Another factor driving FDA's shortened time frame was industry's known proclivity for jumping the gun. An agency spokesman said the old policy would continue to be routinely enforced until it was replaced.

The first draft guidance allows firms to disseminate articles from peer-reviewed journals that discuss the effectiveness trials relied on by FDA to approve a product, provided, first, that any departures from final, approved labeling are prominently stated "with specificity" on the face of the article, and, second, that reprints of the article "disclose all material facts" and are not "false or misleading."

The second draft guidance allows the dissemination of independently written, edited, and published textbooks that are generally available other than through the disseminating device firm, and that don't focus primarily on its products or on their unapproved uses. In the case of textbooks, the draft says, "specific product information (other than the approved package insert) should not be physically appended to the reference text."

Firm-initiated device recalls that are conducted to modify a product will soon receive faster FDA reviews, according to a November 21, 1995, guidance document. In the past, CDRH's Office of Compliance (OC) relied on its sister Office of Science and Technology to assess the recalling company's modification to see if it warranted a new premarket notification. If it did, the Office of Device Evaluation (ODE) would be called in to review and issue a clearance before the firm could put the change into production. "This process involved redundant reviews and potentially conflicting assessments of the same modification, and could unnecessarily delay corrections of defective devices," says CDRH's new "Guidance on Recall and Premarket Notification Review Procedures during Firm-Initiated Recalls of Legally Marketed Devices."

To speed things up, an OC case officer will triage the firm's "recall strategy" during the initial recall action to determine whether the modification alters the device or restores it to original specifications. In the latter case, the case officer will not require a 510(k) and will "process the recall accordingly." However, if the device is altered, ODE will then take over to assess whether a 510(k) is needed, concentrating mainly on whether the alteration could affect safety or effectiveness and thus require a 510(k) submission and a halt to the firm's production until clearance is obtained. Those modifications not affecting safety or effectiveness will be processed accordingly via OC's case officer.

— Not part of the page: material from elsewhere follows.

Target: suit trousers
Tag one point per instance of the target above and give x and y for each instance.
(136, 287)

Because FDA commissioner Kessler has apparently failed to convince Congress that his agency is not an intimidating bully, House Commerce oversight and investigations chairman Congressman Joe Barton (R­TX) is planning to legislate the creation of an independent body to police FDA actions. Barton said he wants FDA's regulated industries to have "an appeals process that actually works" for questioning the agency. Last December 5, for the second time in a month, Barton's committee in public session sought proof from Kessler that the agency does not harass or retaliate against firms that challenge FDA's policies, processes, and actions. Kessler repeatedly denied clear-cut wrongdoing in how his staff handled retaliation charges.

James G. Dickinson is a veteran reporter on regulatory affairs in the medical device industry.